“前面四十里路到下一个镇子,没有店没有村没有水,你这脚走过去天黑了都到不了。”
他抬手指了指那排自行车。
“挑一辆骑走,不要钱,到了镇上放在路边就行,下回我路过了收回来。”
许安愣了一下。
“不要钱?”
“不要。”
“那这些车都是您的?”
老头蹲下来打开工具箱翻了两下,从里面摸出一把活动扳手攥在手里。
“有的是我自己的,有的是别人骑坏了不要了搁路边的我捡回来修好了,有的是镇上人家换了新车把旧的给我的,来路不一样但到我手里都是一样的,修好了放在这谁骑都行。”

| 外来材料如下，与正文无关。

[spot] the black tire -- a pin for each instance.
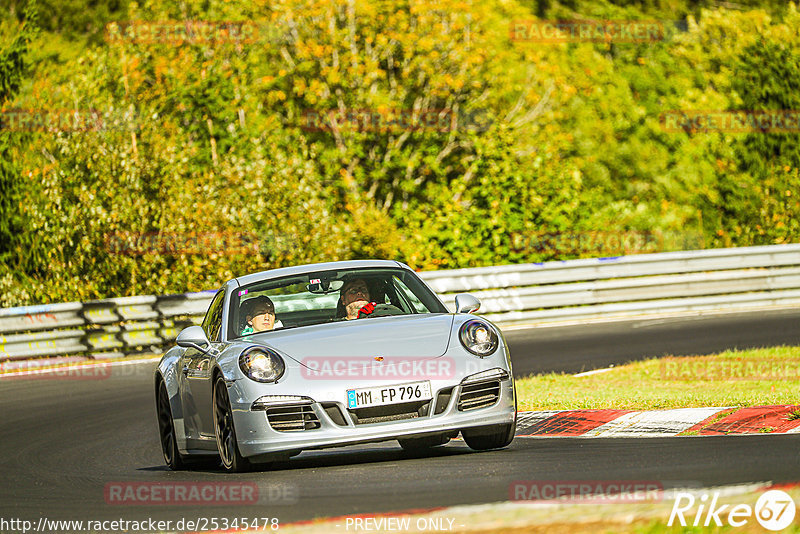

他从自行车排里面拽出了一辆黑色的轻便车推到许安面前,车不大但车架结实,轮胎的花纹还比较深没怎么磨。
“你个子不高骑这辆合适,座椅高度我调过了,试试。”
许安伸手握了一落车把,车把的橡胶套磨得光滑但没有裂口,他下意识地捏了一下刹车。
“等一下。”
老头的声音忽然变了一个调。
不是之前那种随和的聊天语气,带了一点他自己可能都没察觉的严肃。
他从许安手里把车接了过去,蹲在前轮旁边,右手握着刹车把反复捏了三下,每捏一下他的左手都贴在刹车片上面感受闸皮跟钢圈接触的力度。
然后他绕到后轮蹲下来,同样的动作重复了三遍,手指在闸皮的表面来回摸了两遍。
直播间有人注意到了。
“他在检查刹车?”
“前后轮各捏三次,每次捏的力度不一样,第一次轻第二次中第三次重,这是在测试刹车片在不同力度下的制动反应。”
“楼上你是开修车铺的吧这都看得出来。”
“你们看他摸闸皮的时候那个手指的动作,跟弹钢琴似的一根一根地在感受磨损程度。”
老头站起来了,拍了拍膝盖上的土,从工具箱里拿出了一把内六角扳手调了一下后刹车的松紧度,然后又蹲下去捏了两遍。
“行了,刹车没问题。”
他把车推回到许安面前的时候脸上的表情又恢复了之前那种随和。
“骑吧。”
许安没有马上接,他看着老头站在那排自行车前面,忽然注意到了一个细节。
每辆车的前轮和后轮旁边都绑着一小段红布条,有的红布条颜色鲜艳有的已经褪成了粉白色,但每辆车都有。
“大爷,那些红布条是啥意思?”
老头回头看了一眼那排车。
“检查过了的绑红的,没检查的不绑。有人骑走了还回来,我重新检查一遍再绑上,没检查的不准骑。”
“每辆都要检查?”
“每辆都要,重点是刹车。”
老头从口袋里面摸出一根烟点上了,吸了一口坐在苦楝树底下的石头上面,把活动扳手搁在膝盖上面。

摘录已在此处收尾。